Pour qu'au décès du donateur le bénéficiaire de la donation soit à même de prouver ces aménagements, il faut prendre la précaution de les consigner par écrit dans un document signé par le donateur et le(s) bénéficiaire(s). Ce document est généralement appelé pacte adjoint au don manuel. Si aucun écrit n'a été établi, le bénéficiaire de la donation aura le plus grand mal à prouver l'existence de ces aménagements.

La preuve du don manuel

C'est souvent longtemps après le don manuel que les problèmes surgissent : le bénéficiaire (ou soi-disant tel) dit qu'il a reçu un don manuel, alors que le prétendu donateur (ou ses héritiers) soutient qu'il y a seulement eu prêt ou dépôt, voire que le bien lui a été volé.

Celui qui prétend avoir bénéficié d'un don manuel n'a rien à prouver si le bien est toujours matériellement entre ses mains. Il est en effet protégé par la loi qui considère que, jusqu'à preuve du contraire, celui qui possède un bien meuble corporel (argent, objet, voiture, etc.) en est le propriétaire (C. civ. art. 2276).

C'est à celui qui conteste avoir fait le don manuel de prouver qu'il n'y a pas eu donation. Cela lui sera en pratique assez difficile : s'il invoque un prêt ou un dépôt, il doit lui-même prouver par écrit ce prêt ou ce dépôt.

La preuve par écrit n'est pas toujours exigée, notamment lorsque :

  • la valeur du don n'excédait pas 1 500 € (C. civ. art. 1341 ; Décret 80-533 du 15-7-1980 modifié) ;
  • il y a eu impossibilité morale de se procurer un écrit, ce que les tribunaux admettent souvent entre parents et enfants.

Dans ces situations, la preuve du don ou de l'absence de don peut être rapportée par tous les moyens possibles (témoignages et même présomptions).

Il est donc conseillé, en cas de prêt d'argent, même à un proche, de constater le prêt par écrit. Si cette précaution n'est pas prise, l'emprunteur peut très bien prétendre que cet argent lui a été donné : ce ne sera pas à lui de prouver le don, mais au prêteur de prouver le prêt.

D'autres personnes que le (soi-disant) bénéficiaire et le (prétendu) donateur peuvent avoir intérêt à prouver qu'il y a eu un don manuel, notamment :

  • les frères et soeurs du bénéficiaire, qui peuvent s'estimer lésés par le don manuel.
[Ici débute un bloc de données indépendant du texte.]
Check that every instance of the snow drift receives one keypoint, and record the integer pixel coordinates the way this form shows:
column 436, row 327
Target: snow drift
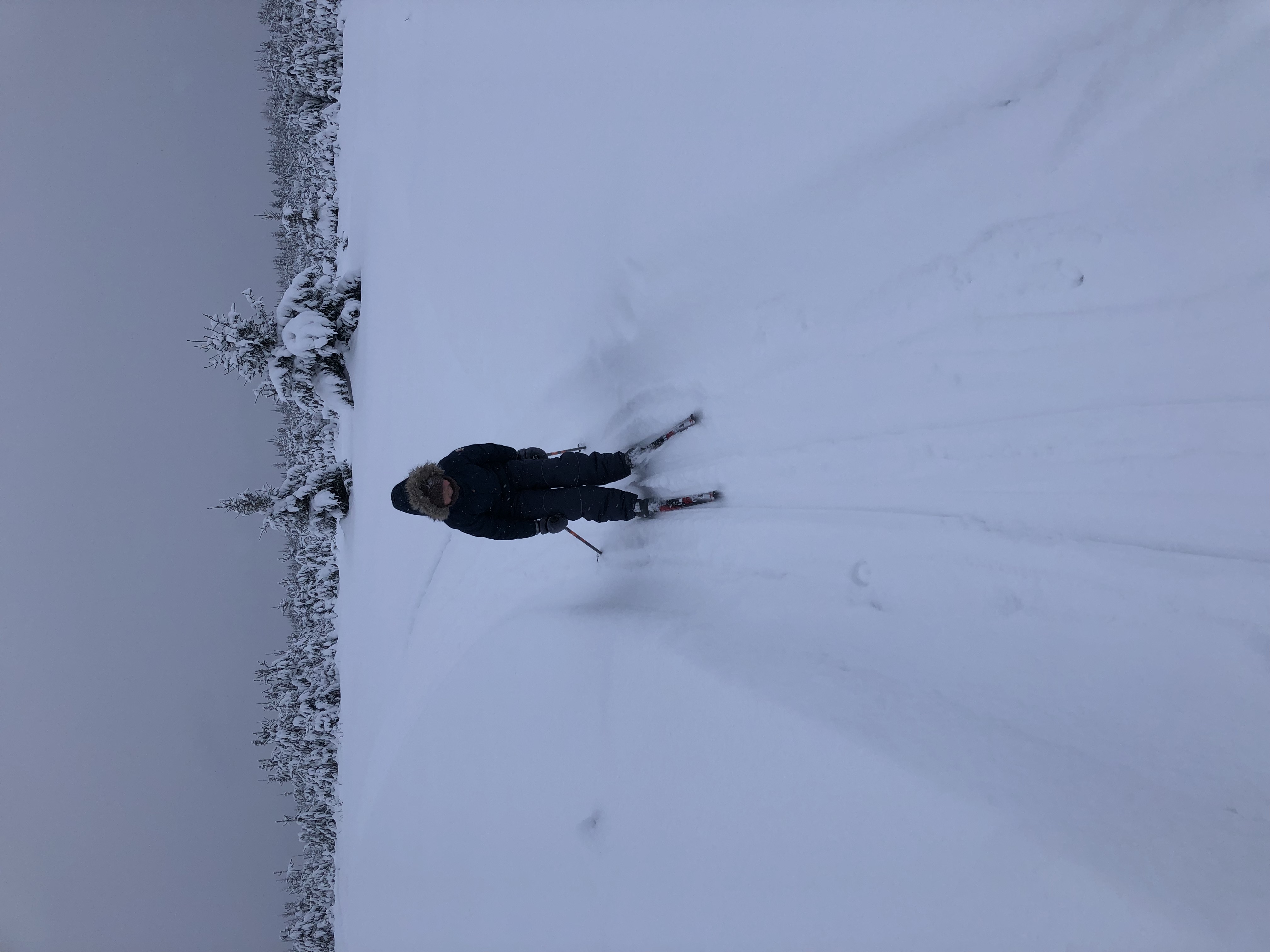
column 972, row 300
Ils vont par exemple vouloir que le montant du don manuel soit ajouté à la succession du donateur, comme on l'a vu avec les tableaux de monsieur Aubert (no 29462). Il est également possible que le don manuel soit d'un montant tel qu'il aboutisse à les déshériter au-delà de ce que la loi permet. Ils vont alors demander que le don manuel soit réduit ;
  • l'administration fiscale, qui peut souhaiter démontrer le don manuel pour en obtenir la taxation au décès du donateur.

Agissant pour leur propre compte et n'ayant pas participé à la donation, ces personnes n'ont pas à fournir de preuve écrite ; elles peuvent utiliser tous les moyens de preuve à leur disposition, y compris les simples présomptions.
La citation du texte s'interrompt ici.